Sensação com o Palmeiras, Abel Ferreira deu adeus aos gramados precocemente, aos 31 anos, devido a uma lesão. Partiu em seguida para o banco de reservas e não tardou a mostrar serviço.

No comando do time sub-19 do Sporting, viu seus garotos enfiarem 4 a 0 no Liverpool, baterem o Arsenal por 3 a 1 e pararem apenas no Aston Villa de um endiabrado Jack Grealish, hoje destaque da seleção inglesa, em um dos principais torneios de base da Europa, em 2013.

“Não me interessa se é um prodígio do futuro. Quem não quer correr, vai sair deste clube”, cobrava seus jogadores publicamente.

Foi premiado com quatro anos de contrato e a chance de completar o seu aprendizado como técnico no time português.

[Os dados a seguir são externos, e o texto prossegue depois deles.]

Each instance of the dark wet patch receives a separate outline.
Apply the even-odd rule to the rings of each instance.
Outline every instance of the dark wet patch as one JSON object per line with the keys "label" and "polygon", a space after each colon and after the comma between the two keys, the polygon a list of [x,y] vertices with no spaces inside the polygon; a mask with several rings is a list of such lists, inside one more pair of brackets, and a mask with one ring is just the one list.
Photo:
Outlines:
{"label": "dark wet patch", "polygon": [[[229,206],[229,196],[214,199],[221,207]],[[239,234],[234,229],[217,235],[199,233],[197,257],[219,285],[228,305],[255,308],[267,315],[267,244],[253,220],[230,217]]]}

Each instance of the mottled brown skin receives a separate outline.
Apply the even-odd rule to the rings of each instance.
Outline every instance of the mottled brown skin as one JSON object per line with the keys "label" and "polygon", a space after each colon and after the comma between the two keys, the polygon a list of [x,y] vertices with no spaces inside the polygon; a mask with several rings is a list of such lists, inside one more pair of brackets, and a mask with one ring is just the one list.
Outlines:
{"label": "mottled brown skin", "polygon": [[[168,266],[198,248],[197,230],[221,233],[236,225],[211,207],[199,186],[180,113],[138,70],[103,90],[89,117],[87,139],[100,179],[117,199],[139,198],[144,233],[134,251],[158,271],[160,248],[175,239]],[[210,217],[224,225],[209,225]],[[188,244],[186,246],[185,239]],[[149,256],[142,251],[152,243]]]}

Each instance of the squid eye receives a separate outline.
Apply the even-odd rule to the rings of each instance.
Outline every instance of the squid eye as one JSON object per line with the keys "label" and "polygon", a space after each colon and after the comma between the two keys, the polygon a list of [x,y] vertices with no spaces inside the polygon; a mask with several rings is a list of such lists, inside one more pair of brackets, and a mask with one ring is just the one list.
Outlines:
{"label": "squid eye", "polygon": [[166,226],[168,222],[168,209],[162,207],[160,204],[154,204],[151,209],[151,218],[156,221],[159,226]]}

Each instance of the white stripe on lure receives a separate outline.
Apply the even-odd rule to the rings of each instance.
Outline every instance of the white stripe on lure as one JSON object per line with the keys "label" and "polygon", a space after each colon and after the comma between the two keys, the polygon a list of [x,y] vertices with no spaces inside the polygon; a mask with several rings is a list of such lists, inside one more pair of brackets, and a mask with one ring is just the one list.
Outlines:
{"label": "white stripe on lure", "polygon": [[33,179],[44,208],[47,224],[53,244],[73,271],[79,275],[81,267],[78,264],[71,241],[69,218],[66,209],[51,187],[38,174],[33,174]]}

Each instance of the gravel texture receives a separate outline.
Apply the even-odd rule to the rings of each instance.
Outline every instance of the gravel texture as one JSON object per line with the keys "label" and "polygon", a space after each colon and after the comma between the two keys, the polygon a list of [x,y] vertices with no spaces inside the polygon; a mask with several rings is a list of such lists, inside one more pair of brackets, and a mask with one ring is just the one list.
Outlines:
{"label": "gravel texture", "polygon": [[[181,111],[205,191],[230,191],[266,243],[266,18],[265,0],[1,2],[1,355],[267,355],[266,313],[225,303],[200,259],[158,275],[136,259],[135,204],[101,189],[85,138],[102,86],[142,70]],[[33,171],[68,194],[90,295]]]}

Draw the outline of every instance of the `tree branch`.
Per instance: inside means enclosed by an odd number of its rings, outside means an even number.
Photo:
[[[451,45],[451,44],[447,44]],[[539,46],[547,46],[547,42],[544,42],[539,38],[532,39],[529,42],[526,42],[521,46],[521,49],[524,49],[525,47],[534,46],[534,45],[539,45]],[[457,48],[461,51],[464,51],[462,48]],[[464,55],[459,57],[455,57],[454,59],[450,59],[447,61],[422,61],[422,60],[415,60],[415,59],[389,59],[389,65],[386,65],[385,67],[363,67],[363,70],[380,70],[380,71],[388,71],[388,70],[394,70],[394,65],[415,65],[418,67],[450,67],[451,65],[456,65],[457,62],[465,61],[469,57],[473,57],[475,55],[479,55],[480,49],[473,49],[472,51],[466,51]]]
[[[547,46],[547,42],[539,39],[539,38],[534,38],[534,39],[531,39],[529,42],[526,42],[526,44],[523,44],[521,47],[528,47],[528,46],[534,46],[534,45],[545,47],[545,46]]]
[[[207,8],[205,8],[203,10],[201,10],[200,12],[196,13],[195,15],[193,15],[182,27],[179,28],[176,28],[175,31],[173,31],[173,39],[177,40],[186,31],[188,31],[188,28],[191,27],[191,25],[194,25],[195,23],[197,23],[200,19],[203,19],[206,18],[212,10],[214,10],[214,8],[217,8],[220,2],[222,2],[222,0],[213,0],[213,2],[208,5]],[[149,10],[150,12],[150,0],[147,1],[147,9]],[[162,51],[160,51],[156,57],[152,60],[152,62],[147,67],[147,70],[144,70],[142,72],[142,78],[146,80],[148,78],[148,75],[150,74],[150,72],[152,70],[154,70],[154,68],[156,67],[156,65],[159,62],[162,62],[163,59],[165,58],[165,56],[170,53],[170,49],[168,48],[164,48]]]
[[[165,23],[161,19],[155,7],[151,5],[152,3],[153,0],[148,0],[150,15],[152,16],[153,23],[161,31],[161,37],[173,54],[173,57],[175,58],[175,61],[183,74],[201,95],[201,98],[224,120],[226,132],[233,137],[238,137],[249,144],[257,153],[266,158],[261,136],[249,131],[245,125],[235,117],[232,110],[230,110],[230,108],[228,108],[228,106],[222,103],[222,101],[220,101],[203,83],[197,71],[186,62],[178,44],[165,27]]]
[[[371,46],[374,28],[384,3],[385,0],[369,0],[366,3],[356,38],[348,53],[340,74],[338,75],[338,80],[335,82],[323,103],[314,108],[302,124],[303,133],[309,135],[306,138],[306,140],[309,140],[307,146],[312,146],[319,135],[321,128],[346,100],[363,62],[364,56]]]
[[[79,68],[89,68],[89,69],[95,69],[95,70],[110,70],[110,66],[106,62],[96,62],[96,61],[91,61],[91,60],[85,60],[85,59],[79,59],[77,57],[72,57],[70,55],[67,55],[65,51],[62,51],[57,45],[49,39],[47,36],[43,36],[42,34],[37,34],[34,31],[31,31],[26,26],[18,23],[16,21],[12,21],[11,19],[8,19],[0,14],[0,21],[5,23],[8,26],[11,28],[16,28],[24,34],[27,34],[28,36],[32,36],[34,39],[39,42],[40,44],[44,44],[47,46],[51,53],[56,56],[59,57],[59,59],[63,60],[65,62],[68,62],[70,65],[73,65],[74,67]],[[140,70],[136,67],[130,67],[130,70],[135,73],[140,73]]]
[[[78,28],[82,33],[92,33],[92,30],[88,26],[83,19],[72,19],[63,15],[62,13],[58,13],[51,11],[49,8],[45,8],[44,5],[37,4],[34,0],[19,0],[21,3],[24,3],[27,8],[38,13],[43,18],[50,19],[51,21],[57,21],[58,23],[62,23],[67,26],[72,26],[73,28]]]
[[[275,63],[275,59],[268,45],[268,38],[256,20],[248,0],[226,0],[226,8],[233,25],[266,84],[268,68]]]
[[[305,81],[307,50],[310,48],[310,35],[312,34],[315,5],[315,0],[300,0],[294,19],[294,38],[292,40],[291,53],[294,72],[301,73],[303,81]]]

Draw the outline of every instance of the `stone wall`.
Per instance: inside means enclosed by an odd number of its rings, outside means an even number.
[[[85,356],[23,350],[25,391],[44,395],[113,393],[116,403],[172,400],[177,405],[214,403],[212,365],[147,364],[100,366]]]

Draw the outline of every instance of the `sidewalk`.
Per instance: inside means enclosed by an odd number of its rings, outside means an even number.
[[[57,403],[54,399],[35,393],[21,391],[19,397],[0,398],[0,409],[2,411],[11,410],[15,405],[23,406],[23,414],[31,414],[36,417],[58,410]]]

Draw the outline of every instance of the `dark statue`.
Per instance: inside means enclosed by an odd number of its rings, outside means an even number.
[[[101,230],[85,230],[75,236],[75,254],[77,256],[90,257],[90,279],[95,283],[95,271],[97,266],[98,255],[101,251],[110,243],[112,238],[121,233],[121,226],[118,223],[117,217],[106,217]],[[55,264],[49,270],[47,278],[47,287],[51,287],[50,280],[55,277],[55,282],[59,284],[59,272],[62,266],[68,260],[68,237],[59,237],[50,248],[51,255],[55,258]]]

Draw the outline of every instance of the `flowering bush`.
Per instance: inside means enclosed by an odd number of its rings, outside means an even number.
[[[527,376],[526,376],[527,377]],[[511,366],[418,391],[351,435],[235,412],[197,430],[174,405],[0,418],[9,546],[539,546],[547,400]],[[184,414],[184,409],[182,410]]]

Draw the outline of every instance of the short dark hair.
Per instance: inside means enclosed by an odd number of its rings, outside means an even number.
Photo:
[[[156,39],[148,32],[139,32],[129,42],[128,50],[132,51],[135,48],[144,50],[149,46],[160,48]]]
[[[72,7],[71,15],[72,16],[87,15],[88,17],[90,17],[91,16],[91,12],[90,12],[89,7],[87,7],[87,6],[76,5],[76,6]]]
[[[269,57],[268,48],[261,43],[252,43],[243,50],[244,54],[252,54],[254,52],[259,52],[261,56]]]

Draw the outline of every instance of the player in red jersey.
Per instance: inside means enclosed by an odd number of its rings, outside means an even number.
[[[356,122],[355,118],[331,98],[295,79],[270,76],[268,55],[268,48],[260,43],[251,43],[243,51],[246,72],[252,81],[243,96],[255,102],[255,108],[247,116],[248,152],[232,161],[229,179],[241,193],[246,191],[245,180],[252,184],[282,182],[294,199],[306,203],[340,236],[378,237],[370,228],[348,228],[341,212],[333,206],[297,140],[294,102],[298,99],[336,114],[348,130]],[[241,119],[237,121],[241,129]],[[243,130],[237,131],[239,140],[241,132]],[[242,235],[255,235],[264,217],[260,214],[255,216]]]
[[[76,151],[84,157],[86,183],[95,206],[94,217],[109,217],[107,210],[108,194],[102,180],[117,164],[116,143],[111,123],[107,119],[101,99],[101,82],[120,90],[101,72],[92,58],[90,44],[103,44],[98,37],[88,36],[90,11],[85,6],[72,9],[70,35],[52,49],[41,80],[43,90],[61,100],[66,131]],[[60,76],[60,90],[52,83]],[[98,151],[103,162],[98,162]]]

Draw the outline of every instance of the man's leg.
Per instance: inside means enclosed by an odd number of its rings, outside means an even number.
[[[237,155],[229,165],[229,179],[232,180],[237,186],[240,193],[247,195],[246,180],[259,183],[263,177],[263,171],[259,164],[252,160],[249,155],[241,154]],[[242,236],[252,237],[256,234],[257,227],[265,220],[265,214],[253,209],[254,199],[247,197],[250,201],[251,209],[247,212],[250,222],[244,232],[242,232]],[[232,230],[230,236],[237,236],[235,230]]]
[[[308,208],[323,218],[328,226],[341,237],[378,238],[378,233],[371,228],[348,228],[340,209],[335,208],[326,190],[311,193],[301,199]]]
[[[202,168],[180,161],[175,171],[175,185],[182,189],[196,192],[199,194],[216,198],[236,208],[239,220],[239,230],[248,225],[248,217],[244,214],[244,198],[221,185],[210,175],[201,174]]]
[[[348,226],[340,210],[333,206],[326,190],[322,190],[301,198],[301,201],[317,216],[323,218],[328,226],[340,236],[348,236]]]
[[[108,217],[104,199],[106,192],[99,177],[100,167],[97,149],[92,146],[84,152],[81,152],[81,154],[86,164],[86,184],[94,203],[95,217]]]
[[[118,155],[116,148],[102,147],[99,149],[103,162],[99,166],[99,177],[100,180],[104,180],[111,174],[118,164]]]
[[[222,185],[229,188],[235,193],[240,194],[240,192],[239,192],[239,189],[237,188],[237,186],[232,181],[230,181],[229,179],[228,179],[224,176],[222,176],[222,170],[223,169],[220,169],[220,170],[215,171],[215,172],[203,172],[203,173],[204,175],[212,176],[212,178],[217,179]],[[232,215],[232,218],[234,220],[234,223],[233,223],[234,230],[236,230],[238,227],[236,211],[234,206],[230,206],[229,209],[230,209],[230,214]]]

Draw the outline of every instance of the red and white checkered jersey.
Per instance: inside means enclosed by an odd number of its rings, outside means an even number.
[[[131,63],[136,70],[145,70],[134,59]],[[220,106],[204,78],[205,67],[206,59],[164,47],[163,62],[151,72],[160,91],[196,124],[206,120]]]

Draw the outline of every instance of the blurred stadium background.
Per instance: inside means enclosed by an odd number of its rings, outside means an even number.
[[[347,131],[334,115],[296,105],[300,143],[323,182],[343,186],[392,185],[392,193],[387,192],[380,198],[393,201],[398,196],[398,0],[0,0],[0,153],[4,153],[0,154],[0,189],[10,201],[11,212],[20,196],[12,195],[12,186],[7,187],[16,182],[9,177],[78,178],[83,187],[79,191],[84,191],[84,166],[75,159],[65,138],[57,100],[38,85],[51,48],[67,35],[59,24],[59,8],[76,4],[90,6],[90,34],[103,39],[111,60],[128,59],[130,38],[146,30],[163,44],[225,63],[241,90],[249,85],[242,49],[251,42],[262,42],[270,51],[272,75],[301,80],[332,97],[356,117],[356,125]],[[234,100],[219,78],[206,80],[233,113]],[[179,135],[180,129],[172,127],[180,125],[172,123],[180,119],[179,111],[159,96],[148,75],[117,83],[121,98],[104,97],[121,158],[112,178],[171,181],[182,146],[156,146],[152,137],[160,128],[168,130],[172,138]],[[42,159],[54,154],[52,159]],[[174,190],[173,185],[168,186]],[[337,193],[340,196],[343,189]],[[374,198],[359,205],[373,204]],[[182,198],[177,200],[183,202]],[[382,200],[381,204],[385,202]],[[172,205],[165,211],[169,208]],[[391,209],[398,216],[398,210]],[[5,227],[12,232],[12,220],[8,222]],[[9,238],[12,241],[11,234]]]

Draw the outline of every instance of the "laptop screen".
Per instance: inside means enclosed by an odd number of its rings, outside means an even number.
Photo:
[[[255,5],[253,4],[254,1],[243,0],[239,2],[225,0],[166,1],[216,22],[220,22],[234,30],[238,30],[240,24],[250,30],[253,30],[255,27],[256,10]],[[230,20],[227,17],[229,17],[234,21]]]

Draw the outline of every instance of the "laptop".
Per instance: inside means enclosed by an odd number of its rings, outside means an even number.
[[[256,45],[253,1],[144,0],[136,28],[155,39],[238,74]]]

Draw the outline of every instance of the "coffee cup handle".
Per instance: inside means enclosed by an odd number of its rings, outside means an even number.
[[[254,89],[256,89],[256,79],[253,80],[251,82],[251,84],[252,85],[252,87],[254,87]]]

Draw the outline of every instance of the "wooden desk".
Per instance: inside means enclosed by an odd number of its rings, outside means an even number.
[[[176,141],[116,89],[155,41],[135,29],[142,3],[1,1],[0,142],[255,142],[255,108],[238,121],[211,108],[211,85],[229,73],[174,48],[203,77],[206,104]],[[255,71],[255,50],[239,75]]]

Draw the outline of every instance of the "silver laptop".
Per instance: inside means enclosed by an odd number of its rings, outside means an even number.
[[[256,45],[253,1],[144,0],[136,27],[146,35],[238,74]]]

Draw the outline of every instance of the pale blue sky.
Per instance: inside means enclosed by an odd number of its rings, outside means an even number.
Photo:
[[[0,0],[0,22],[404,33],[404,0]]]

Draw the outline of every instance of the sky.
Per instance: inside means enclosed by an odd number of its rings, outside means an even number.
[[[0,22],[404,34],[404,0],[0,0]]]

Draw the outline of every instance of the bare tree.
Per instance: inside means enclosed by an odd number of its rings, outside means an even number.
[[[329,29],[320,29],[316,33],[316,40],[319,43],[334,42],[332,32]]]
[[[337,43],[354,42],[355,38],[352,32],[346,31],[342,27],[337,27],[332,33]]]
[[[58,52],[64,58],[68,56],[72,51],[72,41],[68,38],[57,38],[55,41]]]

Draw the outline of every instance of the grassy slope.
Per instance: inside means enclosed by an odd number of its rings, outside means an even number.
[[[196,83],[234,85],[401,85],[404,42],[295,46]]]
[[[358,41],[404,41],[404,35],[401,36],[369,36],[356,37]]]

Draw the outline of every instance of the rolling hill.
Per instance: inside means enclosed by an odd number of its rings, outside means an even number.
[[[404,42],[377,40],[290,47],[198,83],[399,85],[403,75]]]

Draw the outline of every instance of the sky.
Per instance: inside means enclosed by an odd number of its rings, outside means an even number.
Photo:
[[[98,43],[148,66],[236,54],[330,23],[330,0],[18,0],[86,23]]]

Nem tudo aconteceu como esperado, mas, ainda assim, aos 36 anos, conseguiu um de seus objetivos iniciais: tirar a licença máxima, o Uefa Pro, equivalente ao quarto e último nível de formação. Abel estava livre para trabalhar onde quisesse, com plenos poderes, a partir de então.

A despeito da fama de sua escola de treinadores, essa é uma realidade cada vez mais distante em Portugal. Ao longo das últimas temporadas, cresceu o número de profissionais que chegam à sua elite sem a devida habilitação, gerando um debate que tem colocado a federação portuguesa e as condições de acesso aos seus cursos contra a parede. Uma petição pública com 2.000 assinaturas cobra mais vagas, critérios mais justos e mais clareza no processo de seleção.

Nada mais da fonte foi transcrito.